I'll start by saying I'm not very computer-savvy and admitting that there's a 9 GB Unreal Anthology which my younger brother who owns a significantly more powerful computer put on my C drive (which I'd have moved that wouldn't have taken 23 hours and my dear sibling hadn't lost the CD >.< ).
My laptop's always been having some trouble handling Windows Vista, but I'm now having a real problem; Vista or at least [i]something[/i] is growing so quickly that my C drive will fill up within a year even if I remove the Anthology. One year ago I had 25 GB of space, including that Anthology, right now I have only 4.6 GB left, while I haven't manually added anything except the drivers and Bamboo Dock for my Wacom and a small SysEx library file. Instead I've been [i]removing[/i] stuff like pictures from the darn drive.

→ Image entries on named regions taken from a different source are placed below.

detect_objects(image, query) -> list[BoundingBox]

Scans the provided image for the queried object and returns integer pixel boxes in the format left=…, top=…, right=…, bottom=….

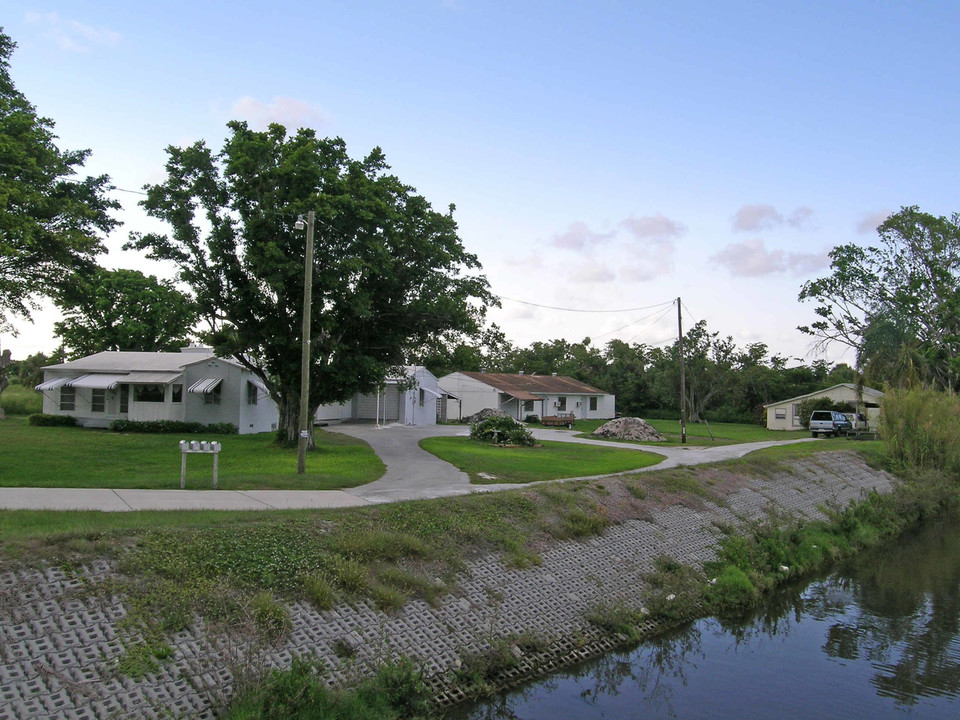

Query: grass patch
left=571, top=420, right=810, bottom=447
left=0, top=414, right=385, bottom=490
left=420, top=437, right=663, bottom=484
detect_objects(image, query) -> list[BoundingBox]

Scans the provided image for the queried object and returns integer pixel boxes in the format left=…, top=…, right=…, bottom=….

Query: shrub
left=470, top=415, right=534, bottom=447
left=110, top=420, right=238, bottom=435
left=27, top=413, right=77, bottom=427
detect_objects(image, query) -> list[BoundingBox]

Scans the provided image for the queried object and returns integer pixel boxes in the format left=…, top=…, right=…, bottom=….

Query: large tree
left=0, top=28, right=119, bottom=414
left=128, top=122, right=493, bottom=444
left=54, top=268, right=197, bottom=357
left=800, top=207, right=960, bottom=389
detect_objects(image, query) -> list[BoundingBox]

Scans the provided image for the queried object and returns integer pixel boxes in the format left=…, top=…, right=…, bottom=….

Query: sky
left=0, top=0, right=960, bottom=364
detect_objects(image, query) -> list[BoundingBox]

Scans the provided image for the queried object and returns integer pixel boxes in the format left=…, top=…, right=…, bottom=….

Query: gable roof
left=460, top=372, right=607, bottom=400
left=764, top=383, right=883, bottom=408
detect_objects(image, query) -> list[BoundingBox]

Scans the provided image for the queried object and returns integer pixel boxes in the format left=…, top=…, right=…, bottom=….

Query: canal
left=447, top=520, right=960, bottom=720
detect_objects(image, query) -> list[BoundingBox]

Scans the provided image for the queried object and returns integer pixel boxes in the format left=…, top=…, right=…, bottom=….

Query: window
left=60, top=387, right=77, bottom=410
left=203, top=383, right=223, bottom=405
left=133, top=385, right=163, bottom=402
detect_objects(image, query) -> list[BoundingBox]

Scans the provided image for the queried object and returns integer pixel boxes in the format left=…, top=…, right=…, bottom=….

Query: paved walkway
left=0, top=424, right=813, bottom=512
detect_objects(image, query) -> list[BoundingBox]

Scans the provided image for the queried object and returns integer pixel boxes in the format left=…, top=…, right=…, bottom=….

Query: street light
left=293, top=210, right=314, bottom=475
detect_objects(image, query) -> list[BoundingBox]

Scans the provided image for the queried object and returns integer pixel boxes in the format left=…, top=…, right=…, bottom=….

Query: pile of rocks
left=590, top=418, right=666, bottom=442
left=463, top=408, right=513, bottom=425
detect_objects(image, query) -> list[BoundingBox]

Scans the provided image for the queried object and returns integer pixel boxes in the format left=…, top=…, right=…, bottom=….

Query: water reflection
left=449, top=523, right=960, bottom=720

I have a Toshiba Sattelite L300 with a C drive of 55.7 GB and an E drive of 54.5 GB (the E drive what's called the D drive on other computers, no clue why it's different on mine). I know I can expand the C drive at the expense of the E drive, but would rather not since the D drive is where I normally keep my games and comics.
I already have the latest version of CCleaner, I have to use it every day.

Does anyone know how I can stop this conquering of my poor C drive aside of changing operating systems or buying another computer*?

Pav

* Maybe I'll get myself a new laptop when I get my MA degree, after all this one's over 4 years old and the proverbial "Celeron Toshiba".

January 10, 2013

26 Comments • Newest first

Pavchka

[quote=Burning]Keyboards are an entirely different matter.[/quote]

I forgot to add it's [url=http://img.2dehands.be/f/preview/136855887-casio-ca-100.jpg]one of these[/url], computer keyboards can probably survive a fall from a staircase.

Reply January 13, 2013
Burning

[quote=Pavchka]I do recall this one time my younger brother accidentally skied my father's 1991 electronic keyboard off the stairs ("Shhhhhhhhhhk clonkity-BANG&quot and it's sitting here on the table right now working like a dream. XD[/quote]

Keyboards are an entirely different matter.

Reply January 13, 2013
Pavchka

[quote=skye09]Most electronics dont like being dropped.[/quote]

True, but external HDs are much frailer than SSD nevertheless. It fell from less than half a meter on a thin wooden floor (on a boat, those floors are bendy) causing the USB port to be dislodged completely, the casing to be cracked and on top of that the thing arced just after it fell. It's a miracle the reading arm hadn't been damaged. Right now it's in an oversized casing of thick metal so it won't take damage from impact so easily, but I'm not taking it anywhere any more (also because of a for some reason hard-wired power cord), I'll just got one of those cheap Action USB sticks for that (8-10 Euros for 16 GB is not bad).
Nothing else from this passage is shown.